During our exclusive serialisation of the ebook, So... You Want to Make Video Games?, game designer Nick Pendriis has given us the lowdown on a variety of topics to help experienced creatives and newcomers alike to get started on a brand new game.
In this chapter we're taking a look the individual items that make up the building blocks of a game, its assets. This includes graphics, sounds and any story or text you might need to bring your concept to life.
Check out the earlier sections if you haven't already, and the list below shows you what's left to come in our exclusive serialisatoni of So... You Want to Make Video Games?:
- CONCEPT: Find a strong idea.
- DESIGN: Make test versions and create a blueprint.
- PLAN: Organise the project carefully.
- BUILD: Create the computer code.
- ASSETS: Create visuals, audio and words.
- TEST, FIX & PUBLISH: Look for problems, resolve them, release the game to the public.
- PROMOTE and SUPPORT: Announce the game and respond to feedback.
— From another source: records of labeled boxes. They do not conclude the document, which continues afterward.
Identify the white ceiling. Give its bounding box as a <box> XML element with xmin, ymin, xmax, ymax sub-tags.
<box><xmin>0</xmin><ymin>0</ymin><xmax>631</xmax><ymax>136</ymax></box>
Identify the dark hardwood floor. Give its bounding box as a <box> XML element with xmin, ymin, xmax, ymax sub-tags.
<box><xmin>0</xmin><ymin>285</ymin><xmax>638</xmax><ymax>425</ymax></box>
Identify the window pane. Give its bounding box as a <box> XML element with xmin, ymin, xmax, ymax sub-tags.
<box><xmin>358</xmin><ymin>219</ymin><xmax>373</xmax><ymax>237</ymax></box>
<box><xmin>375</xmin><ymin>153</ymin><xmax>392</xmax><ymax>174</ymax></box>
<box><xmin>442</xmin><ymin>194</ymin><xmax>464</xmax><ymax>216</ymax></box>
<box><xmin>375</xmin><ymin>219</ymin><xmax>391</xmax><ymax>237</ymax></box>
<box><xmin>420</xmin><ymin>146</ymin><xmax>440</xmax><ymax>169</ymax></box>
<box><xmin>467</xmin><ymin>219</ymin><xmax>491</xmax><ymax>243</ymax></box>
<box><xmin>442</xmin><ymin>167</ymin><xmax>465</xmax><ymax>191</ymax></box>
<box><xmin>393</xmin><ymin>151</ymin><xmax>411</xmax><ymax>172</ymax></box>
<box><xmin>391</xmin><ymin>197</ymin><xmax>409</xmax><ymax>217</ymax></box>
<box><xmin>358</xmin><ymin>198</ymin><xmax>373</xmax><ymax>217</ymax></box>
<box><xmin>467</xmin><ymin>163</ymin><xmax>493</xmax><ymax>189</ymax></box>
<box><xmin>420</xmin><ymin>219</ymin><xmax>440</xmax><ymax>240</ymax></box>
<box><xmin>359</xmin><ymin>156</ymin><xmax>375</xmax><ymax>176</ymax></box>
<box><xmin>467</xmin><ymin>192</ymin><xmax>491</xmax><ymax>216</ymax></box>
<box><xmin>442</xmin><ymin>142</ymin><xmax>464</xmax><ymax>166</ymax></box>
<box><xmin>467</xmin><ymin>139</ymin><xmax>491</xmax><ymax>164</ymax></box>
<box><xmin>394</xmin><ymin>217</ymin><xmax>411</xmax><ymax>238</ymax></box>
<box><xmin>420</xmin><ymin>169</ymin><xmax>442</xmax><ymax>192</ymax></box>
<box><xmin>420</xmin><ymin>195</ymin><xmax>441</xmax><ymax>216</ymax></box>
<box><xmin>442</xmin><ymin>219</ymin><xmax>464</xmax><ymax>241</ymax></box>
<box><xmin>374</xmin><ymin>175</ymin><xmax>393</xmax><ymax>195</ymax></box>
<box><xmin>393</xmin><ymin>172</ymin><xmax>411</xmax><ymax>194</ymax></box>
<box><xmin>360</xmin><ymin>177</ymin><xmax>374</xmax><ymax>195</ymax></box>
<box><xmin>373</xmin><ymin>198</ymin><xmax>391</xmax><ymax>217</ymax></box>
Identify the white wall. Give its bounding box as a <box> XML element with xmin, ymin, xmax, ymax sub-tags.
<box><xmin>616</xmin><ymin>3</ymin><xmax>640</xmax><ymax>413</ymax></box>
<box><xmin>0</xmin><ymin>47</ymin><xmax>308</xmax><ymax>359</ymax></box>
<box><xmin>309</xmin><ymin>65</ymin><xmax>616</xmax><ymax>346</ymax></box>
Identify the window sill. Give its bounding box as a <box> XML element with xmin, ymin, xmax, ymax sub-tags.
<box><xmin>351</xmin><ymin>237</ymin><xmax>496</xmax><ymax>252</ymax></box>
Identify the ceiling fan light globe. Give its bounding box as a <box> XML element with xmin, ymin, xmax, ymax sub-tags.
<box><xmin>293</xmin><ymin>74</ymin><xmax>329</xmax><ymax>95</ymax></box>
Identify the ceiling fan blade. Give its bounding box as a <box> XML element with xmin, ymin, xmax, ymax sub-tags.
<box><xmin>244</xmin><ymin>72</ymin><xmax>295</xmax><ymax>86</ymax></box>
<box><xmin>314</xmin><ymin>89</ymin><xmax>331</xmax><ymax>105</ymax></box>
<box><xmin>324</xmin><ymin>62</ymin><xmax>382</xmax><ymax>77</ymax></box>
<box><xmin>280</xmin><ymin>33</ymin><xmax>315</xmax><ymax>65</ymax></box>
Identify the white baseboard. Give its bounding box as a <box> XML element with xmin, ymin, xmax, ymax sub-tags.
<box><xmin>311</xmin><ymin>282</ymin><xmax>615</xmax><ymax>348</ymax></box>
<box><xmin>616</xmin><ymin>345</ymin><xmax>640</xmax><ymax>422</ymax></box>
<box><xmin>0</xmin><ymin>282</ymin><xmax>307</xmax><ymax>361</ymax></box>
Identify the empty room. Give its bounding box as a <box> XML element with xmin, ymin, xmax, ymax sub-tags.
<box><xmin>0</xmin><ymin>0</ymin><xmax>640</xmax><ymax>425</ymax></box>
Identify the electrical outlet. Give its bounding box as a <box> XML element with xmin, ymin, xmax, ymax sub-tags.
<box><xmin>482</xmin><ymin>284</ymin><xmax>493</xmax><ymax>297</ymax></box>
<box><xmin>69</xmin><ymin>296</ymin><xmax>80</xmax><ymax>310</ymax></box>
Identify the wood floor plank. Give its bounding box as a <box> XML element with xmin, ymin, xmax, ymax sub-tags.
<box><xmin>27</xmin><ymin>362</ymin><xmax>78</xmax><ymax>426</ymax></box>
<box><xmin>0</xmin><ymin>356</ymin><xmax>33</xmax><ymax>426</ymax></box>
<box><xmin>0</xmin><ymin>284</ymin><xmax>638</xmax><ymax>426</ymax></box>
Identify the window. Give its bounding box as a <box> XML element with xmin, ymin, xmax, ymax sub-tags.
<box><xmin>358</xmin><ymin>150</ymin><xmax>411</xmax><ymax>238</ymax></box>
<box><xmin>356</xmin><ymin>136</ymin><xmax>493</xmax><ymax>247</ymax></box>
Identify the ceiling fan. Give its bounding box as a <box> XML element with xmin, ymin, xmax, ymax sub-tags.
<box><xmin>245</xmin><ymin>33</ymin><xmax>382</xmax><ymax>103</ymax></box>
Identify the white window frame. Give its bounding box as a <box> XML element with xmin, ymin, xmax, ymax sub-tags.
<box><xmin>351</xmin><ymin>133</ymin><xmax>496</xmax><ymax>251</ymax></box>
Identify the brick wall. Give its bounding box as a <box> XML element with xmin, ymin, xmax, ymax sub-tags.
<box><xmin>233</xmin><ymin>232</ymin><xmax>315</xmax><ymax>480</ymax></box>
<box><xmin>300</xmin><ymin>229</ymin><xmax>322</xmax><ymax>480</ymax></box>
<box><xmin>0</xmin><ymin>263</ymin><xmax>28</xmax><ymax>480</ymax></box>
Here's Nick Pendriis to give you a bit more about what's in phase five.
Of course, there’s more to a game than just lines of code. There are visuals, sound effects, music and text. The other stuff. These additional contents are called “assets”.
“Logic will get you from A to B. Imagination will take you everywhere.”
- Albert Einstein, theoretical physicist.
A player doesn’t see the program code, or even know what it’s doing. It’s invisible. The player only interacts with the assets. That’s how a player experiences the game world, through their real senses. To players, assets make up the entire game and directly allow their imaginations to roam within it. Assets are just as important as the hidden code that controls them.
We can boil the assets down into three broad categories: visuals, audio and words. They are created in tandem with the code.